The American economy in 2015 will probably pale in comparison to the big booms of the 1980s and 1990s. But thanks partly to the 50 percent drop in oil prices since summer, it may be the strongest year for growth since before the Great Recession.

The Two Percent Economy becomes the Three Percent Economy. Stagnation becomes acceleration. What Goldman Sachs recently told clients roughly reflects Wall Street's consensus view:

The U.S. economy is likely to grow about 3 percent next year, almost 1 percentage point above potential. We expect further acceleration in consumer spending, mainly because of the positive impact of the oil price plunge on real income. We also expect the housing recovery to strengthen as household formation starts to normalize... Above-trend GDP growth should translate into continued brisk labor market improvement. [Goldman Sachs]

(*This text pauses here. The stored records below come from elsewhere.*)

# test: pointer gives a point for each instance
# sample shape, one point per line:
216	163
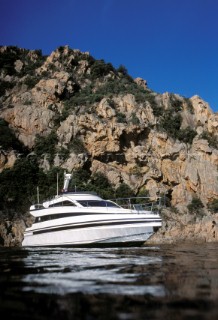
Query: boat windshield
97	203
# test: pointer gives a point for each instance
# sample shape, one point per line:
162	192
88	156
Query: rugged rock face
160	144
184	228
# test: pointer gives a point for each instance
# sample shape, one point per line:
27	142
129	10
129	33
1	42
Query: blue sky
173	44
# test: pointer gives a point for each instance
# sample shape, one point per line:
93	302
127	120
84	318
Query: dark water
163	282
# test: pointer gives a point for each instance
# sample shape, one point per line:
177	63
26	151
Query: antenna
37	188
57	183
67	177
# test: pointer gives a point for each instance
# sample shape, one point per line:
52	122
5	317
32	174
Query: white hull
89	236
75	224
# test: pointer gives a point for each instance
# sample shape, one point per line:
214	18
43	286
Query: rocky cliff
97	117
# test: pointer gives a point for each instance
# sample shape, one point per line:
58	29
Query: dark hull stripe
88	225
53	216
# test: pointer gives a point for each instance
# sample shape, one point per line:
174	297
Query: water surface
168	281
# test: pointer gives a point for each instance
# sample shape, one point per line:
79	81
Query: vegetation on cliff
69	111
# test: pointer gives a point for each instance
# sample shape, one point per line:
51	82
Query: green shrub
124	191
46	146
213	206
212	139
121	117
77	146
8	140
5	85
99	69
134	119
187	135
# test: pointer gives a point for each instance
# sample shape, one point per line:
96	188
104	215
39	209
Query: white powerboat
85	219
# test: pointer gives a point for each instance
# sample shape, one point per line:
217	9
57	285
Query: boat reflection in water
164	282
81	219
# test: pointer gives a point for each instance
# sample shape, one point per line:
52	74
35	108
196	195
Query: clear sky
173	44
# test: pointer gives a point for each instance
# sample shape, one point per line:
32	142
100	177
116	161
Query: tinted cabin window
96	203
62	203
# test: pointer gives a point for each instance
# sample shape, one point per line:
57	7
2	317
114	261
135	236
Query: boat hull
100	235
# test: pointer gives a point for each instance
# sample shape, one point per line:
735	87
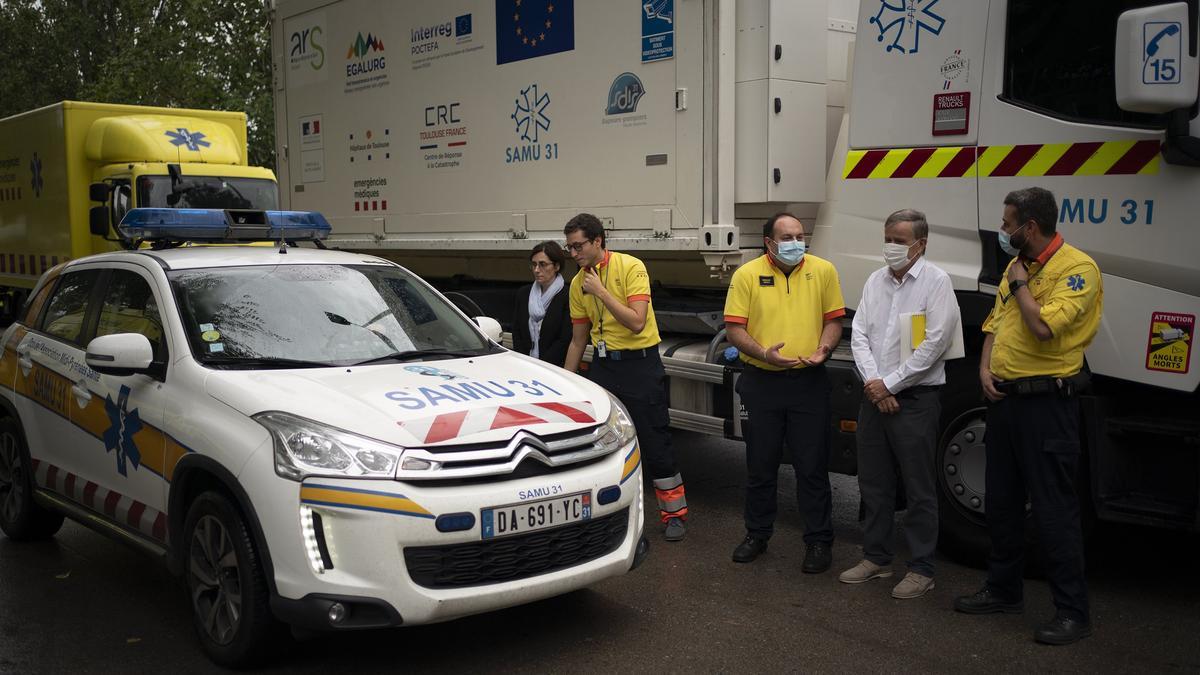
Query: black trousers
1032	447
792	406
904	441
640	384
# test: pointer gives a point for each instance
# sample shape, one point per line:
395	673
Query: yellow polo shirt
1067	284
790	309
625	278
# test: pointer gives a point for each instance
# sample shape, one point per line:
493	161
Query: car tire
227	584
21	518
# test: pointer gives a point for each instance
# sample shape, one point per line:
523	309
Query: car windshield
208	192
318	315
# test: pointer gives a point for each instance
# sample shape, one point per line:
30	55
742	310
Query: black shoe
817	557
988	602
1062	631
749	549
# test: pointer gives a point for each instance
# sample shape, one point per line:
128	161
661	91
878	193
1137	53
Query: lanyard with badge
601	348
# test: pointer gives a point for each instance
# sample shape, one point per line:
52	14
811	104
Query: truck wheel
961	466
21	518
227	584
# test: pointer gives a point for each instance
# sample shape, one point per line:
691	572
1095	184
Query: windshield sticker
448	426
429	370
417	398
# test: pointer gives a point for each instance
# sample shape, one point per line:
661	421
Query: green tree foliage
209	54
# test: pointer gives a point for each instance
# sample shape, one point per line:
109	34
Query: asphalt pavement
82	603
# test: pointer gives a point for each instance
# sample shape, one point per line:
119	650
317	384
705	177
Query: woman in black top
541	321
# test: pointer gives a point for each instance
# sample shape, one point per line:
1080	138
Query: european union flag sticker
533	29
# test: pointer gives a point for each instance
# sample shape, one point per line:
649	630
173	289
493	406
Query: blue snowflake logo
531	113
35	181
904	21
124	423
192	139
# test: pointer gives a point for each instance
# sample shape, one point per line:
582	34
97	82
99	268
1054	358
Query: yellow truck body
51	156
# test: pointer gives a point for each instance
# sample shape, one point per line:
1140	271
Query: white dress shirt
876	328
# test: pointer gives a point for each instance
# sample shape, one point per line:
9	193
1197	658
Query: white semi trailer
454	136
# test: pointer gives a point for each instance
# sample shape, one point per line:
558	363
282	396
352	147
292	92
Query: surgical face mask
790	252
895	256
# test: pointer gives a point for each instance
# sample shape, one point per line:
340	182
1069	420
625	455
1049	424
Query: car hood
468	400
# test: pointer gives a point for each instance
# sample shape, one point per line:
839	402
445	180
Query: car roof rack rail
173	227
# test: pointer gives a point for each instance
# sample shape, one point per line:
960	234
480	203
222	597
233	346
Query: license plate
532	517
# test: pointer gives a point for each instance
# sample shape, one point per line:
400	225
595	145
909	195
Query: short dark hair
768	228
552	250
919	225
1037	204
588	225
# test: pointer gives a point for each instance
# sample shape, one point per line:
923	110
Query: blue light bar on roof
217	225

So bullish, but not totally bonkers. But this is still a political problem for Republicans heading into the 2016 election cycle.

The party's messaging is built around blaming President Obama's progressive policies — the Affordable Care Act (aka ObamaCare), the Dodd-Frank overhaul of the financial regulatory system, energy regulation, tax hikes on the rich — for the weak economic recovery. Some Republicans have gone even further in the past six years, predicting just-around-the-corner catastrophe — soaring interest rates, rocketing prices, a collapsing dollar — due to "Obamanomics."

Such apocalyptic forecasts look silly in retrospect. The dollar is at a nine-year high, interest rates remain low, and inflation is still well below the Federal Reserve's 2 percent target. The only thing that has collapsed is the annual U.S budget deficit, from nearly 10 percent of GDP in 2009, to under 3 percent last year. One reason: Non-defense discretionary spending is headed toward its lowest levels in modern history.

Republicans are on firmer ground with their more modest claim that Obama's agenda slowed the recovery. While economists continue to debate the exact impact of the 2009 stimulus, it is tough to find an economic theory supporting the 2013 tax increases on the wealthy as good for growth.

Meanwhile, research suggests new financial regulations are particularly onerous to community banks, which provide nearly half of the loans issued to small businesses. (Of course, Team Obama would counter that the GOP's push for spending cuts and the 2011 debt ceiling crisis did the economy no favors.)

But as campaign pros put it, if you're explaining, you're losing. Making the case that an improving economy would be improving even faster with smarter GOP policies isn't as politically compelling as simply pointing to an economy in flames and blaming the guy in the Oval Office. Also, a lot harder.

What's more, the GOP's recent aversion to the Federal Reserve makes it tough to offer up active monetary policy as an alternate theory — despite its explanatory power — for why the U.S. is doing far better than other advanced economies right now.

It's not just that Republicans need to offer a positive agenda; they also need one that goes beyond an obsession with deficits and debt and that tackles the everyday concerns of most Americans.

For instance: One big worry for many parents is that their kids will have less opportunity than they did. Upward mobility should be at the heart of a pro–middle class Republican platform. How interesting, then, to check out the mission statement of potential 2016-er Jeb Bush's just-announced Super PAC, Right to Rise. No mention of "taxes" or "debt" or "spending." Instead, it acknowledges the problem of rising income inequality — from 2010 through 2013, median incomes rose for only the wealthiest 10 percent of households, according to the Federal Reserve — and increasing barriers to climbing the opportunity ladder.

Who knows how all that translates into specific policy. But it is a good start. The U.S. economy has plenty of pressing problems, just often not the ones Republicans have been most worried about.